Nesse mesmo sentido, relatório estará dispensado nas decisões proferidas nos Juizados Especiais Cíveis, bem como nos julgamentos proferidos pelas Turmas Recursais, nos termos do art. 46 da Lei nº 9.099/1995:
Art. 46. O julgamento em segunda instância constará apenas da ata, com a indicação suficiente do processo, fundamentação sucinta e parte dispositiva. Se a sentença for confirmada pelos próprios fundamentos, a súmula do julgamento servirá de acórdão.
O princípio da informalidade, que muito se assemelha ao da simplicidade, possibilita que os atos processuais deixem de ser um fim em si mesmo e passem a representar a verdadeira aplicação do direito, de forma que o processo seja impulsionado de forma ágil, célere e eficiente, evitando seu engessamento diante de embaraços processuais comuns às lides. Para Luciano Rossato (2016, p. 25): “o princípio busca, de forma simples e objetiva, desonerar o procedimento da complexidade que lhe é própria”.
A criação dos Juizados Especiais trouxe ao ordenamento uma das maiores facetas do princípio da simplicidade, tendo em vista que inovou ao proporcionar a capacidade postulatória às partes, excepcionando a possibilidade de postulação em Juízo sem a presença de causídico, tornando possível que o cidadão ingressasse nas demandas de até 20 salários mínimos sem o patrocínio de advogados[1].
Conforme ensina Ricardo Cunha Chimenti (2012, p. 35):
Seguindo a orientação já firmada na Lei n. 7.244/84, a Lei n. 9.099/95 demonstra que a maior preocupação do operador do sistema dos Juizados Especiais deve ser a matéria de fundo, a realização da justiça de forma simples e objetiva. Por isso, independentemente da forma adotada, os atos processuais são considerados válidos sempre que atingem sua finalidade (art. 13 da lei especial).
Na vida prática, nos Juizados Especiais Cíveis, não raramente são realizadas intimações por meio de contato telefônico, cientificando à parte do ato processual e do prazo, quando houver, após as quais há a devida certificação de intimação nos autos do processo, haja vista que a Lei nº 9.099/95 previu expressamente que as intimações serão realizadas na forma prevista para citação, ou por qualquer outro meio idôneo de comunicação[2].
Deve-se observar, entretanto, que a parte deverá ser intimada de todos os atos processuais, de modo que a informalidade inerente aos Juizados não poderá violar o devido processo legal que a parte faz jus.

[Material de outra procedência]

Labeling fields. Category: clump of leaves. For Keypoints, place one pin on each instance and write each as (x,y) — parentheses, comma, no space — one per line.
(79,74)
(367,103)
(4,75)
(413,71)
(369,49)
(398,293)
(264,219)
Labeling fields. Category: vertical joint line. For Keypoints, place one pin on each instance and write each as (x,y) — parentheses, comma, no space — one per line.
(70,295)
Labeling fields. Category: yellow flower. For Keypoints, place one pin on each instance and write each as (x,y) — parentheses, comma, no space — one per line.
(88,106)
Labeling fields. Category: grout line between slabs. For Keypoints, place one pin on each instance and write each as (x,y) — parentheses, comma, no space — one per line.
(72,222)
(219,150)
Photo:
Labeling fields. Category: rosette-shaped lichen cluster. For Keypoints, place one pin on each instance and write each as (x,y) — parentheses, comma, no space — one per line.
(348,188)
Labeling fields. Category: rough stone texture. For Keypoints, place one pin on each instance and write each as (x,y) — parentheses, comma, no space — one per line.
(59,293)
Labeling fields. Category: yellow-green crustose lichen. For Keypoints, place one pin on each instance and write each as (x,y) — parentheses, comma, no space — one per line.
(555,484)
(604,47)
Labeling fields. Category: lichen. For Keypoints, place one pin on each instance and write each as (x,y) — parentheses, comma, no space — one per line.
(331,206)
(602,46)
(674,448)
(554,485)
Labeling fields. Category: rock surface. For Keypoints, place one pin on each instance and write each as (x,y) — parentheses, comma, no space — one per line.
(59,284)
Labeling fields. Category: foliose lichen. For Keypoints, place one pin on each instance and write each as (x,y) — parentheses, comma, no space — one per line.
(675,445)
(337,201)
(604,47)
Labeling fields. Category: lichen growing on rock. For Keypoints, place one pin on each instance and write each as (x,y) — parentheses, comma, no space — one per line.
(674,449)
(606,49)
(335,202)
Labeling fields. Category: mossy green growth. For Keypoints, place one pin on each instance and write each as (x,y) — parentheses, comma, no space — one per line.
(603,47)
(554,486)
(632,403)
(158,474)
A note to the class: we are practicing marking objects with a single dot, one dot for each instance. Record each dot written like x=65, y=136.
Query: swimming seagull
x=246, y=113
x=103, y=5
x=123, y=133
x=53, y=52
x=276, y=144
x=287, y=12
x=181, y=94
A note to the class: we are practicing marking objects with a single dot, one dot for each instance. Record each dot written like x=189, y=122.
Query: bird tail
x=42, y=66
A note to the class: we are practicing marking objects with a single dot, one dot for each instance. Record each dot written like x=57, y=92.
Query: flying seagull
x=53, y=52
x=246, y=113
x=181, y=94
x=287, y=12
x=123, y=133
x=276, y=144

O princípio da economia processual prevê que o processo civil deve propiciar às partes uma prestação jurisdicional rápida e barata, de modo a obter o máximo de resultado com o mínimo emprego possível de atividades judiciais (DONIZETTI, p. 116). Para Humberto Theodoro Júnior (2015, p. 94):
O princípio da economia processual vincula-se diretamente com a garantia do devido processo legal, porquanto o desvio da atividade processual para os atos onerosos, inúteis e desnecessários gera embaraço à rápida solução do litígio, tornando demorada a prestação jurisdicional. Justiça tardia é, segundo a consciência geral, justiça denegada. Não é justa, portanto, uma causa que se arrasta penosamente pelo foro, desanimando a parte e desacreditando o aparelho judiciário perante a sociedade.
Assim, a concessão da gratuidade da justiça no 1º grau de jurisdição, cujo deferimento está condicionado à afirmação feita pelo requerente de que sua situação econômica não lhe permite demandar em juízo sem que haja prejuízo seu ou de sua família, é uma das formas pelas quais o princípio da economia processual se manifesta. Destarte, o princípio da economia processual busca contenção de tempo e recursos, pois, aliado aos princípios da informalidade e simplicidade, estabelece que as partes, por intermédio, sobretudo, da atuação do magistrado, sejam práticas e objetivas no desenrolar dos atos processuais nas demandas judiciais.
Não obstante, os Juizados Especiais surgiram com o objetivo não somente de proporcionar o acesso ao Judiciário às pessoas de menor poder aquisitivo, mas, ainda, com o objetivo de solucionar as causas de menor complexidade de forma mais célere, possibilitando uma efetiva prestação jurisdicional aos litigantes. Na lição de Ricardo Chimenti (2012, p. 48):
A maior expectativa gerada pelo Sistema dos Juizados é a sua promessa de celeridade sem violação do princípio da segurança das relações jurídicas. O critério foi elevado a direito fundamental pelo inciso LXXVIII do art. 5º da CF, na redação da Emenda Constitucional n. 45.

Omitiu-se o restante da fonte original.